A chemical imbalance
The more complex answer is that when the brain is functioning normally, it has a balance of neurotransmitters which are chemicals that help the brain communicate with the rest of the body. When alcohol is introduced to the mix, it can alter the balance of the chemicals in the brain resulting in fatigue, minimal coordination, and euphoric feelings.
However, when someone continues to drink over long periods of time, their brain becomes accustomed to these chemical imbalances. In turn, small amounts of alcohol no longer have the same effects they once did, meaning people must drink more in order to reach the same state. As the brain continues to adapt to the effects of alcohol, it protests in the form of withdrawals when that alcohol is not present.
Alcohol changes the brain
According to the National Institute on Alcohol Abuse and Alcoholism, “As the brain adapts to alcohol’s presence over time, a heavy drinker may begin to respond to alcohol differently than someone who drinks only moderately.
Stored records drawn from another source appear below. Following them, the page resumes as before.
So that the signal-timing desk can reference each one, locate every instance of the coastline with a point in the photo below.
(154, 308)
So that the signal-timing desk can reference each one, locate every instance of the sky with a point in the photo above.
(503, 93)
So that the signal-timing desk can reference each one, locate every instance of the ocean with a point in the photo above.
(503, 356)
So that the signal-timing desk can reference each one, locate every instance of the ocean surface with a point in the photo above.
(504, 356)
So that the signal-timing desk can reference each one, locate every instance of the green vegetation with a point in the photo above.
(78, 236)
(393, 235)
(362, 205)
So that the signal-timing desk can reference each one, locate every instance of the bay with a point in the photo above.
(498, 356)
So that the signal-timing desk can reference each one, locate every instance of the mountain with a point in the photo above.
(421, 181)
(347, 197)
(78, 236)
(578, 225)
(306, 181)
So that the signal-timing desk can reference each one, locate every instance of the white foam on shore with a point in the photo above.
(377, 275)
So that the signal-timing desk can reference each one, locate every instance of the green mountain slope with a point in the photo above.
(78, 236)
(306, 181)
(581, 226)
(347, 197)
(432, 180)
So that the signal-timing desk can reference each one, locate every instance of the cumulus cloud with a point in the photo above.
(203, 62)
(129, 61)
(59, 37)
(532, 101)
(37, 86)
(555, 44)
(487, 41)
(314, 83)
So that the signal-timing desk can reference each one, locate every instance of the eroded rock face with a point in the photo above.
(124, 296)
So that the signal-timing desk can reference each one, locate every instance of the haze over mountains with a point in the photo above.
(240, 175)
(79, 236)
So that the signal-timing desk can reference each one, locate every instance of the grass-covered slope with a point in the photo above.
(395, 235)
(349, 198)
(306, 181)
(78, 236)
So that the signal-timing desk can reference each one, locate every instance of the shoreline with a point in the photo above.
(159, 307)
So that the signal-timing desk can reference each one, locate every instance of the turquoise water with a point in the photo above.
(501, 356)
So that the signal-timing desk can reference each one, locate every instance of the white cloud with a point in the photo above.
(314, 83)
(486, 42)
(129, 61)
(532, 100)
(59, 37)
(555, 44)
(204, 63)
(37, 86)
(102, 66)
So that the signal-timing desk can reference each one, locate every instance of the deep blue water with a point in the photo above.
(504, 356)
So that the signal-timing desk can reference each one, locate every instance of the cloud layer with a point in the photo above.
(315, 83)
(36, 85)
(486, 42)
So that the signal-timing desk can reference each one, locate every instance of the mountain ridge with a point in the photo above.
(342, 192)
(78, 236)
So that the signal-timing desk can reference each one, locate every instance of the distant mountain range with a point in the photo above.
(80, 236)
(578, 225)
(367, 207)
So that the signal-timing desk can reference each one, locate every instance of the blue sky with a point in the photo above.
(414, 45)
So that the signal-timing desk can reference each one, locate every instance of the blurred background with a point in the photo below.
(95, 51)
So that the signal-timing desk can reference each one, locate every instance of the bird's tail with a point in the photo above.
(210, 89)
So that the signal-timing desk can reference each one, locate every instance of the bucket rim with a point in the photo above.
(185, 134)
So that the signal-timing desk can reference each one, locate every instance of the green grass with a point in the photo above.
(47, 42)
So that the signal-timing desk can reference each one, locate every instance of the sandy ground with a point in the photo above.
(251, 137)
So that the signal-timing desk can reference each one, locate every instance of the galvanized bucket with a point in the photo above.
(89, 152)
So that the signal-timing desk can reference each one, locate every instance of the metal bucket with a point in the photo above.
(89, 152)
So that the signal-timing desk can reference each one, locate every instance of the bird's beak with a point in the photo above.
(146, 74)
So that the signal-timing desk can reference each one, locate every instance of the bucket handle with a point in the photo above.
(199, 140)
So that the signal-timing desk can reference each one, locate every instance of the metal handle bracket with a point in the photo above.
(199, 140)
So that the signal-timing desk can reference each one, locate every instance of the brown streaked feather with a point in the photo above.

Some of these changes may be behind alcohol’s effects, including alcohol tolerance and alcohol withdrawal symptoms. These effects are associated with alcohol dependence.”
Ultimately, this is the reason an alcoholic continues to drink — to curb these withdrawals and cravings to return the brain to its new normal. Over time, this cycle continues and keeps intensifying, likely until an alcoholic hits their bottom and decides to stop drinking for good.
However, some alcoholics do not always stop drinking for good when they initially quit. Many will relapse, returning to the same lifestyle and alcoholic tenancies they had before quitting. The brain will react the same way, almost welcoming alcohol back into the balance. The severity of the brain’s reaction is dependent upon how much time has passed between drinks, but often it will be as if the brain offers a sigh of relief, and says “welcome back, old friend.”
Each individual is different, but it’s likely that once an alcoholic returns to drinking, they will quickly find themselves in the same circumstances as before they quit the first time.